Once we have created an actor which is able to process these kinds of messages we can integrate it with the EasyMiner-Miner module. Either we can ask for adding this actor directly to the EasyMiner-Miner module, or we can create a microservice for the actor usage. In the second case it is needed to have your remote actor visible with a public IP address (your actor system must have same version as the EasyMiner actor system).

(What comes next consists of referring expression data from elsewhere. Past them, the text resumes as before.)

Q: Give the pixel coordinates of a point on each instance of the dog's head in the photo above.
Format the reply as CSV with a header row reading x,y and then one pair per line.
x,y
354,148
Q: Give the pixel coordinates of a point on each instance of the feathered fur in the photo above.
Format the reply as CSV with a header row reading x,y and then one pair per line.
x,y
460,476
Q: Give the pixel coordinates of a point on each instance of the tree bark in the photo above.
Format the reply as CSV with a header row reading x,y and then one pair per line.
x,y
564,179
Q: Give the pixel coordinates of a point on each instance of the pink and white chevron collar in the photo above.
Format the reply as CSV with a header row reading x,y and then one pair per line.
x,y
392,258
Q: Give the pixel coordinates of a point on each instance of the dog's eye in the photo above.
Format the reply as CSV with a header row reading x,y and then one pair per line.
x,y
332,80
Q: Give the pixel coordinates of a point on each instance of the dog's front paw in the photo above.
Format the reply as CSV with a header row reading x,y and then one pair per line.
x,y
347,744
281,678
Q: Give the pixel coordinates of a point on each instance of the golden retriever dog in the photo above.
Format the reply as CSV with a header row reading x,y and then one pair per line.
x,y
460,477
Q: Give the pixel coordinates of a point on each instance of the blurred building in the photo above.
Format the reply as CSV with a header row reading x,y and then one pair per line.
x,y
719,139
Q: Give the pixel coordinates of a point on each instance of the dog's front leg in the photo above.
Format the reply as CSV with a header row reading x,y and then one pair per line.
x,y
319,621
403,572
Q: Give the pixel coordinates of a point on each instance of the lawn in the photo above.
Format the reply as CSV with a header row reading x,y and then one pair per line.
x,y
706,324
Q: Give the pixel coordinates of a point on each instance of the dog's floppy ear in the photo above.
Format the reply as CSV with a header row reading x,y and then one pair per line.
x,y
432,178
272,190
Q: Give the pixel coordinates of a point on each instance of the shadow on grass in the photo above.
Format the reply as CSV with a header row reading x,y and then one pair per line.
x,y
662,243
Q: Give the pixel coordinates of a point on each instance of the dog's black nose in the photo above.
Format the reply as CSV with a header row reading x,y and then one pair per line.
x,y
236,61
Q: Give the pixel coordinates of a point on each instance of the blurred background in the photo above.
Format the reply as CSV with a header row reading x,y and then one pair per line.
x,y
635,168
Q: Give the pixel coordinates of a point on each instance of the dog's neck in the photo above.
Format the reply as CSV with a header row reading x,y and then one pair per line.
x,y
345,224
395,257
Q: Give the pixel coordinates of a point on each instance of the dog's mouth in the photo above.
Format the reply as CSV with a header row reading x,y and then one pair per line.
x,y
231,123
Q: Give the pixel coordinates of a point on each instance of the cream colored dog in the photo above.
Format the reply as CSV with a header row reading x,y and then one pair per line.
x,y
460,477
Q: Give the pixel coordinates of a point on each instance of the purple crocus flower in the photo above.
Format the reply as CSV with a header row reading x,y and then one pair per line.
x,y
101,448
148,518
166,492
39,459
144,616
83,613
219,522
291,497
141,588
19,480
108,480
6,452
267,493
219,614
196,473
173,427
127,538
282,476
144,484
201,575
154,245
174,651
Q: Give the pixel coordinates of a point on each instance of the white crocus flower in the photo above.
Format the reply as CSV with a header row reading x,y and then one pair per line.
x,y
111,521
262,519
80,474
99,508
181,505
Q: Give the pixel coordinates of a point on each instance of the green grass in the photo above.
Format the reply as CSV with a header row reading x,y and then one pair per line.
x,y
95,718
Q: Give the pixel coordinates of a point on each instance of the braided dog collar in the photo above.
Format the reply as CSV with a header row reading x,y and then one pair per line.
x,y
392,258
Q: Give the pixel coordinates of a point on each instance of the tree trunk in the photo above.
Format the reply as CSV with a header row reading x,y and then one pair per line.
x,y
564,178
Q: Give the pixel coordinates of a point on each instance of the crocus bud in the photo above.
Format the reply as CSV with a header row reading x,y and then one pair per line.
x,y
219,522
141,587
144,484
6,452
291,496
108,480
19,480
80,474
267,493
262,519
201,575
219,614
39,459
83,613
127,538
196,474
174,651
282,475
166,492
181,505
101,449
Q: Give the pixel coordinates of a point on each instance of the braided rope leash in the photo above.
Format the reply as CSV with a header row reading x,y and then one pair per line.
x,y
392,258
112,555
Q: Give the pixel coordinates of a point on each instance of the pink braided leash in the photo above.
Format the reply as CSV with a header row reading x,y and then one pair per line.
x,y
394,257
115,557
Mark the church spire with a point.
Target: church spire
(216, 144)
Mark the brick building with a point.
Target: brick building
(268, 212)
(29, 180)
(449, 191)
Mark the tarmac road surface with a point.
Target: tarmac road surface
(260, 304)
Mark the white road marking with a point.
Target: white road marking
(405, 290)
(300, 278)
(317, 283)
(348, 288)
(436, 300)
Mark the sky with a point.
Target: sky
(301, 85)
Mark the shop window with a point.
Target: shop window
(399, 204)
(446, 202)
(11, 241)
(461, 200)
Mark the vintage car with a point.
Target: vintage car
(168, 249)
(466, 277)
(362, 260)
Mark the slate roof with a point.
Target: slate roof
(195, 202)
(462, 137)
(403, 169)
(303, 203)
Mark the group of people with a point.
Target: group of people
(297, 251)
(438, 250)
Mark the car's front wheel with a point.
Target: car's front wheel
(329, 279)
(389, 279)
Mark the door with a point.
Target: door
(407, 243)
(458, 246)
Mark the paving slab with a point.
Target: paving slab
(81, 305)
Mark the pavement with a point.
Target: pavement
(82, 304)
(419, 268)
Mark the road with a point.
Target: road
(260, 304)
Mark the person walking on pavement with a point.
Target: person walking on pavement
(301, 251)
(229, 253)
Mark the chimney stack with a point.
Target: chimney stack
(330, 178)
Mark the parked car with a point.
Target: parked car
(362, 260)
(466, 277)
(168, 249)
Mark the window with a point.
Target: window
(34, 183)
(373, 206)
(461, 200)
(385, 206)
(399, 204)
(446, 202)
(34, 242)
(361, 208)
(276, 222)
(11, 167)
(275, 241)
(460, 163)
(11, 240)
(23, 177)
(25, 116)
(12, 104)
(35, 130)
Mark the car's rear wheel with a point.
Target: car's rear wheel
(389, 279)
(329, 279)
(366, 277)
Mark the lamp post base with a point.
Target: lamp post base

If we have integrated a new mining actor with a new algorithm, then we can run it by HTTP request on the EasyMiner-Miner module:

Task init HTTP request

  • Url: <easyminer-miner-address>/api/task
  • Method: POST
  • Content-Type: multipart/form-data
  • Accept: application/json
  • Parameters:
    • name: algorithm name (actor name)
    • address: for remote actors use an address to the actor (akka.<protocol>://<actor system name>@<hostname>:<port>/<actor path>), default is empty if we use a local algorithm implemented in the EasyMiner-Miner module.
    • timeout: max running time for the task in minutes (default is 10 minutes)
    • body: for a binary body input use this parameter name.
    • ...other parameter form names are also passing into the task initializator; their values are converted into string by utf-8 coding.
  • Response codes:
    • 202: task has been accepted
    • 404: algorithm or actor does not exist
    • 400: invalid task parameters

Task status HTTP request

  • Url: <easyminer-miner-address>/api/task/<task-id>
  • Method: GET
  • Accept: *
  • Response codes:
    • 404: task does not exist
    • 202: task is still in progress; it returns text/plain with a status message.
    • 500: error during mining; it returns text/plain with an error message.
    • 200: task has been successfully completed; it returns a result with some content type - specific for a particular algorithm.